Jero menuturkan perlunya pandangan baru dalam melihat potensi kapal pesiar. Karena, lanjutnya, masih rendah penekanan pada bisnis kapal pesiar. Misalnya seperti di Tanah Ampo perlu diperbesar agar bisa menerima kapal pesiar tanpa melepas jangkar. Saat ini, kapal pesiar yang mampir di Tanah Ampo harus melepas jangkar di laut dan tamu naik tender boat (semacam sekoci) untuk menuju daratan.
“Ini yang masih diragukan keamanannya oleh kapal-kapal itu. Luar biasa kapal yang masuk berkapasitas 2.000-3.000 penumpang. Kasihan pasar yang begitu besar. Jangan pikir untuk kembangkan hotel saja. Hotel sudah over, kebanyakan,” tutur Bupati Karangasem, I Wayan Geredeg kepada Kompas.com.
Ia menambahkan dengan adanya cruise, yang dibutuhkan bukanlah hotel, melainkan destinasi. Hal ini, lanjutnya, akan multi efek karena kaitannya dengan pedagang dan pasar.
Sementara itu, Remy Choo dari Singapore Tourism Board menuturkan penetrasi kapal pesiar di Asia masih kecil yaitu sekitar 0,05 persen. Sehingga, lanjutnya, kesempatan Asia untuk menarik pasar kapal pesiar masih besar.
“Cruiseline mulai melihat Asia sebagai destinasi. Mereka bergantung pada repeat customer (pelanggan tetap) dan mereka sebagai customer memerlukan destinasi-destinasi baru,” ungkapnya.
Menurut Remy, ada banyak yang bisa ditawarkan Asia sebagai destinasi karena budaya dan alamnya. Sehingga, lanjutnya, akan memberikan pengalaman yang berbeda bagi tamu kapal pesiar.
“Kapal pesiar datang paling banyak saat musim dingin. Mereka keluar dari negaranya yang mengalami musim dingin. Ini keuntungan kita, karena kawasan Asia Tenggara bisa didatangi kapan saja,” tuturnya.
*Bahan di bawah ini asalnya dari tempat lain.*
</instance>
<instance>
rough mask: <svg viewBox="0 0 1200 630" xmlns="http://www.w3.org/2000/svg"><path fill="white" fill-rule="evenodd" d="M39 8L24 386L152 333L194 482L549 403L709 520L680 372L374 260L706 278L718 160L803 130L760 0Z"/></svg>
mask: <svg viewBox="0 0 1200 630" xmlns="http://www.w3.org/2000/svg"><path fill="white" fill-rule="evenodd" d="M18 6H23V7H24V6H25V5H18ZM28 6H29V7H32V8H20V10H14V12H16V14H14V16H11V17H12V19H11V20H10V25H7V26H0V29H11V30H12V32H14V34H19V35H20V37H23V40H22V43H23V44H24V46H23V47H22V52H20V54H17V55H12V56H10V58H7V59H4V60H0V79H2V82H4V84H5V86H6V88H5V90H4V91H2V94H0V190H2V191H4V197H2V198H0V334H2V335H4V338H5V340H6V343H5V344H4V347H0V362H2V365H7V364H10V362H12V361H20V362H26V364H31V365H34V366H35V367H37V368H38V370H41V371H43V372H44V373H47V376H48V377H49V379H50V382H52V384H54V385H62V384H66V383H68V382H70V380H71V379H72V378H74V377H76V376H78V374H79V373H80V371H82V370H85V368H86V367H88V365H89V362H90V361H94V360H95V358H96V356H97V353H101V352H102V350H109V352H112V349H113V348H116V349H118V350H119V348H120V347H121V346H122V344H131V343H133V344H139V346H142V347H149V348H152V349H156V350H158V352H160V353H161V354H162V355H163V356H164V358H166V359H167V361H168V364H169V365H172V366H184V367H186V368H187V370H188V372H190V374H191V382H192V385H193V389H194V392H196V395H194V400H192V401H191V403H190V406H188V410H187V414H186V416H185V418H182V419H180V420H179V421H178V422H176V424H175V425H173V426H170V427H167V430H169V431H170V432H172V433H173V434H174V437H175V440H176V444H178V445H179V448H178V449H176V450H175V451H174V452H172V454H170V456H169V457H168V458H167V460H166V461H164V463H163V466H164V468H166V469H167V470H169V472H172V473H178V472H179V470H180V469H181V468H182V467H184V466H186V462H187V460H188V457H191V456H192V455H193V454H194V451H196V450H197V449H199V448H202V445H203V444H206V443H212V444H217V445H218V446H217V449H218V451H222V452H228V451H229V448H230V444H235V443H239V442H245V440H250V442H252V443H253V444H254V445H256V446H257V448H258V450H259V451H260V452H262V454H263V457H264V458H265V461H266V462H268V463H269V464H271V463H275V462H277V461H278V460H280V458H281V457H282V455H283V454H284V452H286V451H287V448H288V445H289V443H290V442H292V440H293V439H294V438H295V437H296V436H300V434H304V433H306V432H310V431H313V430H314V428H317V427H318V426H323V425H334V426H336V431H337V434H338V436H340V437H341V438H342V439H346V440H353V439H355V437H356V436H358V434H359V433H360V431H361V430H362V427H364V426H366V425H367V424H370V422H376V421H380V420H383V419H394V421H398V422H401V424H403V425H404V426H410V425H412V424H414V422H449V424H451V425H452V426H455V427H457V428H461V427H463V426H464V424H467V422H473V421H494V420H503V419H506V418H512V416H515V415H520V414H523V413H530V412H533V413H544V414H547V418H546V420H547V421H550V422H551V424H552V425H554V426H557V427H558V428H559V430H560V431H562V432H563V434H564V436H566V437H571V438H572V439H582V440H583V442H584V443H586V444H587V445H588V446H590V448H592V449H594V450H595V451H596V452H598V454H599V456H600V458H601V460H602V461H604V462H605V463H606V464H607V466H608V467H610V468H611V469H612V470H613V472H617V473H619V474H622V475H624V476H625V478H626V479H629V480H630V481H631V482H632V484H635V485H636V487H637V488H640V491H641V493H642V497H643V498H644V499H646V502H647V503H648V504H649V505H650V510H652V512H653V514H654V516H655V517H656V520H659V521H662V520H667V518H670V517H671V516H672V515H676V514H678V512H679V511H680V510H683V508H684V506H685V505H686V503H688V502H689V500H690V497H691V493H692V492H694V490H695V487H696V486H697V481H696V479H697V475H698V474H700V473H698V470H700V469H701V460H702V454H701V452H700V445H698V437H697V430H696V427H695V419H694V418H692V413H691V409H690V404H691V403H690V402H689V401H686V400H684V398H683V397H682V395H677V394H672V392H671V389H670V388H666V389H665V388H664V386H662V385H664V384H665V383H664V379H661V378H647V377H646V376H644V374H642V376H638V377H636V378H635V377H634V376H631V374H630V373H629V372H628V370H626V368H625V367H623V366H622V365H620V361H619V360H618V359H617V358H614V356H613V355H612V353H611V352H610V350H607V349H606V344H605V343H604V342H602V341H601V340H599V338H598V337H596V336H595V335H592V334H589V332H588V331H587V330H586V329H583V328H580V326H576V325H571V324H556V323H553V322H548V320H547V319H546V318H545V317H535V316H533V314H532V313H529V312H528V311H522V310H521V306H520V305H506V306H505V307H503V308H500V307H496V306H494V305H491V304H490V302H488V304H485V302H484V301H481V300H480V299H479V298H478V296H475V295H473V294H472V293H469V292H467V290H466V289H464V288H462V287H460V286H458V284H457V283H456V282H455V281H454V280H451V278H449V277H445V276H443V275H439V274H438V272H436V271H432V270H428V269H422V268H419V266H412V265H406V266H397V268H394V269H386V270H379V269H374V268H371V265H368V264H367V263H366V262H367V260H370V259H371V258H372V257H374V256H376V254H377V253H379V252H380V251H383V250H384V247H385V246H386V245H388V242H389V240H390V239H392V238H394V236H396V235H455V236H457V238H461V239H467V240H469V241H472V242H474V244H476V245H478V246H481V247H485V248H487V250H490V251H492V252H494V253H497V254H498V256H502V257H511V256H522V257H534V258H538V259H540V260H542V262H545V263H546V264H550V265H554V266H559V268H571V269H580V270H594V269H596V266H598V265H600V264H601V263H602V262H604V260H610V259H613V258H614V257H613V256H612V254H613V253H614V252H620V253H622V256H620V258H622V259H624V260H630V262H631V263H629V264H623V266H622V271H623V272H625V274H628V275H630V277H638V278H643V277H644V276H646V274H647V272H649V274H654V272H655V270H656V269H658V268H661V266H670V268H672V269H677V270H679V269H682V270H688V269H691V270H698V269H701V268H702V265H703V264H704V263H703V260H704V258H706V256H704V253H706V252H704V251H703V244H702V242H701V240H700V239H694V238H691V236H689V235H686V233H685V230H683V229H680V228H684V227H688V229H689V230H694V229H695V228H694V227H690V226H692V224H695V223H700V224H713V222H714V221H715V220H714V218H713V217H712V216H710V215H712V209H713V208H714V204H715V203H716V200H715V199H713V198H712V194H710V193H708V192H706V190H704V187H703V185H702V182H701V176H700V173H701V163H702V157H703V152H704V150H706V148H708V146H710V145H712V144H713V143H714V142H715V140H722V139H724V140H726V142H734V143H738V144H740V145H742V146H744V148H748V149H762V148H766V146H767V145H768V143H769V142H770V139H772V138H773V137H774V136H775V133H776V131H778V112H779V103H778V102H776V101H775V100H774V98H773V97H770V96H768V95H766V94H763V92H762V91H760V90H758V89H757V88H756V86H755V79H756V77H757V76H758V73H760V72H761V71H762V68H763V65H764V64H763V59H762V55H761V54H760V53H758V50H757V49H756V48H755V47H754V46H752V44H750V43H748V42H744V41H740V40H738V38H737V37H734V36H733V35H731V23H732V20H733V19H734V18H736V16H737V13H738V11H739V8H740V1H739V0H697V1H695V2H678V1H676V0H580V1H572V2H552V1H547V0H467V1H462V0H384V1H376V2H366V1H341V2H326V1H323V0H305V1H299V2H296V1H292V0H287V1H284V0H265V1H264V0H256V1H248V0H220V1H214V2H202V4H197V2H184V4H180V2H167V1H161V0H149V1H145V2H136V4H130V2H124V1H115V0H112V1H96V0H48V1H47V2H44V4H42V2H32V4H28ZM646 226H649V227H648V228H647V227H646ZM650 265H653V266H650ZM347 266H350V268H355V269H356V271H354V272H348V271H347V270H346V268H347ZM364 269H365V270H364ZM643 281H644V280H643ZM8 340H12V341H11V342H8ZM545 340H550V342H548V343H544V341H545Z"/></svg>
Sedangkan Captain Nikolaos Antalis sebagai Port Captain Marine Operations Royal Caribbean International menuturkan bahwa tidak hanya tamu kapal pesiar yang perlu diperhatikan, namun juga kru kapal pesiar. Jumlah kru kapal pesiar memang lebih kecil daripada jumlah tamu. Hanya saja, mereka pun berpotensi besar sebagai wisatawan.
“Seringkali kru mengeluarkan uang lebih besar saat pelesir di darat dibanding tamunya,” ungkapnya.
Ia menambahkan kru juga bertindak sebagai duta besar destinasi yang telah dikunjunginya.
“Karena mereka yang ujung tombak memberikan saran kepada tamu. Mereka akan ceritakan pengalaman mereka saat berkunjung di destinasi tersebut sebelumnya apakah destinasi itu bagus atau tidak. Ini salah satu yang menentukan keputusan tamu apakah mereka akan turun ke darat atau tidak,” jelasnya.